SML modules/functors/signatures is to me the standard of any kind of interfaces, and SML '97 does to my knowledge not even specify anything about compilation.
@Karl Palmskog well, http://portal.acm.org/citation.cfm?doid=1159876.1159883 adds separate compilation to Standard ML
authors include both "core SML people" (Karl Crary, Robert Harper), and David Swasey who's coauthoring the CEP
Here the toy: https://github.com/gares/coq-defunctor
in later discussion, we realized that using opaque ascription (as in Module A : A.interface.
) is not strictly necessary, since clients aren’t importing the implementation files. Using Module A <: A.interface.
gets closer to the opt-in ascription that @Jason Gross was suggesting.
The downside is that Cardelli's "separate compilation" guarantee, or rather the "compositional typechecking" one, is only as good as the import discipline. C++ friend declaration arguably have better ergonomics.
Enrico Tassi has marked this topic as resolved.
Enrico Tassi has marked this topic as unresolved.
Paolo Giarrusso said:
in later discussion, we realized that using opaque ascription (as in
Module A : A.interface.
) is not strictly necessary, since clients aren’t importing the implementation files. UsingModule A <: A.interface.

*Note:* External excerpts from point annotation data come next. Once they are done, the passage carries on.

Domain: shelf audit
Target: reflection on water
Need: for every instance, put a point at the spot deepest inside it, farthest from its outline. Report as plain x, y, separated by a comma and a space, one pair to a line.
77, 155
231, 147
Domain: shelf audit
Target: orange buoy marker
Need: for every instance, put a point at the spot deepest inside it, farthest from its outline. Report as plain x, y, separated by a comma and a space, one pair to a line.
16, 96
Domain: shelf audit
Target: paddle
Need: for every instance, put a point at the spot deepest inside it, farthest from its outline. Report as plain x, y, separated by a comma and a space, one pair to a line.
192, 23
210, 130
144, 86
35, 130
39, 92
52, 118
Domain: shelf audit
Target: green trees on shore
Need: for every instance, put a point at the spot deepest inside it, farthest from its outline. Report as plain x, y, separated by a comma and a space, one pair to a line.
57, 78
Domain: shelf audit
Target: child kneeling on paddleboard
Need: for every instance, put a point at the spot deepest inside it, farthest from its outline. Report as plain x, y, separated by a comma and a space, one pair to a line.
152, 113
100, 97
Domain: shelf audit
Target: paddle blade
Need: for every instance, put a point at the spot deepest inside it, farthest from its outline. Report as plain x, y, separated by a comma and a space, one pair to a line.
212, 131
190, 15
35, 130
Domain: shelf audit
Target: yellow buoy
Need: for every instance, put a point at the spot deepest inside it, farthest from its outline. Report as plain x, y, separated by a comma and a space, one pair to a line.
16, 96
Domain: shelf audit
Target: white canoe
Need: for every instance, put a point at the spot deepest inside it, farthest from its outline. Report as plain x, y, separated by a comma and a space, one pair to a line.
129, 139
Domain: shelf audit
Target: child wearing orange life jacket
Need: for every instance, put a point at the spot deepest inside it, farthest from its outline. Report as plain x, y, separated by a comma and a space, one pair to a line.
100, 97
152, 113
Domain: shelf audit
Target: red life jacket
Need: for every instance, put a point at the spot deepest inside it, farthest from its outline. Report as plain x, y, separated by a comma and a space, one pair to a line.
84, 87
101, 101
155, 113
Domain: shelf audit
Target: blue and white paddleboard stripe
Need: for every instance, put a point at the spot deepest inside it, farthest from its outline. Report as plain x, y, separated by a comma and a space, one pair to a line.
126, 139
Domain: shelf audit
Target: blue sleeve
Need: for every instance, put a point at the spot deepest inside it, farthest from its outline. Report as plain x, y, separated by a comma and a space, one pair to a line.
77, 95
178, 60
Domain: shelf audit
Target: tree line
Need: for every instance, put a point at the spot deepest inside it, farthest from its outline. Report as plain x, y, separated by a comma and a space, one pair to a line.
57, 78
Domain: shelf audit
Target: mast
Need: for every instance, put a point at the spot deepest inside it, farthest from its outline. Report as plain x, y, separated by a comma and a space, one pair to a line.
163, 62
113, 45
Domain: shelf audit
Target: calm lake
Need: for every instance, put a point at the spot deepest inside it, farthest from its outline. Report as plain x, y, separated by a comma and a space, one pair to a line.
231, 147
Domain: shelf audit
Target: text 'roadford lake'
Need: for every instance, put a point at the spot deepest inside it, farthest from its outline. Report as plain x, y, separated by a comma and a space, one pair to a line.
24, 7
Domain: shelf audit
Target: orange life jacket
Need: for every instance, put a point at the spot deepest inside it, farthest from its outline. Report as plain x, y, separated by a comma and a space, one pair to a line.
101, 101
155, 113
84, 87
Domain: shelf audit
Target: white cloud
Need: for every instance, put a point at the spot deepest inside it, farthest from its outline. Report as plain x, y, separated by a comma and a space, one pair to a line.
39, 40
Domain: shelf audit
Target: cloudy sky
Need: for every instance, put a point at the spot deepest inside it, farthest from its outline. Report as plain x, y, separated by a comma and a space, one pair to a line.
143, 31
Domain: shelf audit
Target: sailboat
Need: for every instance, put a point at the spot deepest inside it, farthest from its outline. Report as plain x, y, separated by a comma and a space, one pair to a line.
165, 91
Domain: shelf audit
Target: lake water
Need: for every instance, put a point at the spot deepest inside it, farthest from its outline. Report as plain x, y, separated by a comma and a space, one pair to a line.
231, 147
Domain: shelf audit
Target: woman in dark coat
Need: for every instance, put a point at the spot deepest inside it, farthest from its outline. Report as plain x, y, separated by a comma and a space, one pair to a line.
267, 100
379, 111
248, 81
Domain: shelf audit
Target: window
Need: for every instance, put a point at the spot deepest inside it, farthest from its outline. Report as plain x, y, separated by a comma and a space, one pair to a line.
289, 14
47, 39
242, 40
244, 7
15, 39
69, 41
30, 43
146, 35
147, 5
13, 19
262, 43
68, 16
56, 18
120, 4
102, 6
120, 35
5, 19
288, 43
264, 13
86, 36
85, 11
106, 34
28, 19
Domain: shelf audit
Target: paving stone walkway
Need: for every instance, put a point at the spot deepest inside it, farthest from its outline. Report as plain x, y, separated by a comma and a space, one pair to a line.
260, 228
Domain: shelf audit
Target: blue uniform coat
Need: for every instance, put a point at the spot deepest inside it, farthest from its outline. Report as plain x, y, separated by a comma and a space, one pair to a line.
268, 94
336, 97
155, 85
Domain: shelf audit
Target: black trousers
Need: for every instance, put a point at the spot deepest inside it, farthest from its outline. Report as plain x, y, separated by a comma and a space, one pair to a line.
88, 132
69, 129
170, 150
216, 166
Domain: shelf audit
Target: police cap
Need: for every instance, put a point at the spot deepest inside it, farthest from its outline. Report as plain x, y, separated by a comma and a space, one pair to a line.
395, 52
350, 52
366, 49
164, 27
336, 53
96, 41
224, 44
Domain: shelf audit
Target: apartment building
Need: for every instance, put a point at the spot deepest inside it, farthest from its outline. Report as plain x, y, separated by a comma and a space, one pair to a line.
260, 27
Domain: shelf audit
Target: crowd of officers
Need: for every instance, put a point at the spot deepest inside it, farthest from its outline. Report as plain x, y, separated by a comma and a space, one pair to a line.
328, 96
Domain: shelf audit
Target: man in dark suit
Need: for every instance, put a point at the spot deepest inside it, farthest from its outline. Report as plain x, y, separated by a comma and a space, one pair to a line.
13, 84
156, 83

gets closer to the opt-in ascription that Jason Gross was suggesting.
Indeed. A single file coud implement even two interfaces in one go. This suggests that the link command needs to address more than a 1:1 relation
You can already combine module types via Include/<+, and this is somewhat extensively tested by Coq's numeric library.
But in general, even if I argued for automatically doing the translation or enforcing it, there are indeed cases needing a more flexible "source language"; so we should just use Link directly, and encode any rules we'd like in a linter.
linting infrastructure is also needed, but it'd be a separate discussion
Depending on what you call linter, my current work on having a separate parsing phase for the vernacular language may help. Namely if the linting is done on static criteria that does not require execution.